(第二章 勝ち組投資家の戦略)



  7.デイトレーディングを検討してみませんか

 


  手数料自由化の前から株式売買を行っている方の中には、デイトレーディングは破産への近道であると思われている方が多いと思います。確かに手数料が往復で2%取られて、スリッページ(売買執行値差)が1%あるとすれば、1日で3%以上の利益を上げなければ儲かりません。もしボラティリティ(株価変動率)が3%であれば、当日の最安値で買って、最高値で売っても利益がでないのです。手数料自由化の前の条件下では、デイトレーディングは破産間違いなしのトレードだったのです。

  現時点(2003年9月)では、定額性の証券会社を選べば、ほとんど手数料は無視できる程小さくなっています。日経225先物の場合、デイトレーディングならば、往復の手数料が2千円の証券会社もあります。又、日経225先物で取引すれば、現物株と比較して、流動性の高さからスリッページを小さく押さえることも可能です。こんなにも前提条件が変わっているわけですから、デイトレーディングを見直す価値はあるのではないでしょうか。

  デイトレーディングは、地味な売買スタイルです。
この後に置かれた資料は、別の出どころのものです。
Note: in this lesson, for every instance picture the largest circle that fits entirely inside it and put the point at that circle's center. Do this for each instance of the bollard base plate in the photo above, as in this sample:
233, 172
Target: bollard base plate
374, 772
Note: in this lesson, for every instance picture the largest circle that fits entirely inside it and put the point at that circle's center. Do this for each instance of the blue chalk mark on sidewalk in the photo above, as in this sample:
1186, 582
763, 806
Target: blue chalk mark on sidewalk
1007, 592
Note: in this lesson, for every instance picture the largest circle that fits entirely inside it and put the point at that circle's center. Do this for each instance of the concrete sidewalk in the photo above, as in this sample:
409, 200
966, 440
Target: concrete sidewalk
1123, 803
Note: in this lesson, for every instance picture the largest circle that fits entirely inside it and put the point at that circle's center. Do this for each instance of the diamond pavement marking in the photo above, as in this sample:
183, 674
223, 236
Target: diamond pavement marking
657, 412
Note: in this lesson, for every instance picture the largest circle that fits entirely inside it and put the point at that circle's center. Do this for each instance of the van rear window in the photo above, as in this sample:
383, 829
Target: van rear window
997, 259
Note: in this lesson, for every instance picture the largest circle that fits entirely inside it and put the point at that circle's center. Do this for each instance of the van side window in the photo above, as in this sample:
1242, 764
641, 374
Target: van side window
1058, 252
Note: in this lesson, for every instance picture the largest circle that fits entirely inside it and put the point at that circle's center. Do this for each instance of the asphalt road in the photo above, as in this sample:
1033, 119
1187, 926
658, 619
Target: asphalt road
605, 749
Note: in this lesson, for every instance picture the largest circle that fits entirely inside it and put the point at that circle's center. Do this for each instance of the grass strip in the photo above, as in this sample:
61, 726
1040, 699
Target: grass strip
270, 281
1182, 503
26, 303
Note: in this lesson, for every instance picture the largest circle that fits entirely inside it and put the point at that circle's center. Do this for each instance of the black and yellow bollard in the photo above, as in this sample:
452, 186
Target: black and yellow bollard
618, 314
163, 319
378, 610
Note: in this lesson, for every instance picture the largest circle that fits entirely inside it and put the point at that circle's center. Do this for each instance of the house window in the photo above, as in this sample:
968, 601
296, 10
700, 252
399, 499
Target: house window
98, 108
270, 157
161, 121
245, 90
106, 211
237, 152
ポジショントレーディングが成功した時の利益の大きさを知っている人には、例え利益が継続的に上がっても、物足らないと感じる人も多いでしょう。しかし、ポジショントレーディングはリスクの大きな売買スタイルです。株価の動きのおよそ半分は、自分のポジションの逆に動きます。逆に動いたときの対応を的確に出来るでしょうか。企業が隠していた重大事項が露呈した時の暴落に耐えられるでしょうか。数年に一度は発生する大暴落に耐えられるでしょうか。私には、ポジショントレーディングは運任せの売買スタイルと映ります。
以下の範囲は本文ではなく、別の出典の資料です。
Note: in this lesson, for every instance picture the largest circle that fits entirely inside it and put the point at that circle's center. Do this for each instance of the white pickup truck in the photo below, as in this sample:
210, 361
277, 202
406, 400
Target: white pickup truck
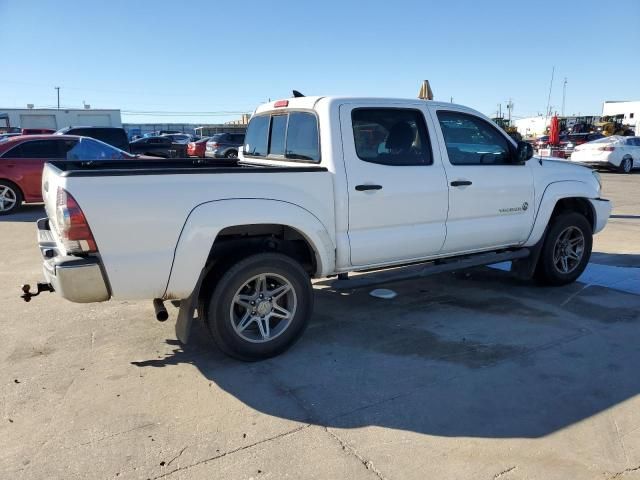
324, 186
  デイトレーディングは逆に堅実な実業であると思います。年間の期待値が1.0以上(出来れば、1.5以上が望ましい)の売買パターンを選んで、毎日売買することによって、長期間では確実に利益を出すことが出来ます。株価が暴落しようが、暴騰しようがほとんど関係ありません。怖いのは、ボラテリィティが小さくなることくらいです。

デイトレーディングのメリットとデメリットを上げておきます。

 <メリット>
  〇夜間、地球の裏側で発生する不測の事態について心配する必要がない。
  〇デイトレードでは、欲望や恐怖心に負けてトレードルールを曲げる可能性は
    少ない。
  〇含み損を持たない。
  〇損切りを最小レベルで実行できる。
  〇取引機会が多い。

 <デメリット>
  ●大きな変動を捉えることが難しい。
  ●手数料、スリッページの利益に対する割合が大きい。
  ●一日中、板を見ておく必要があるトレードパターンが多い。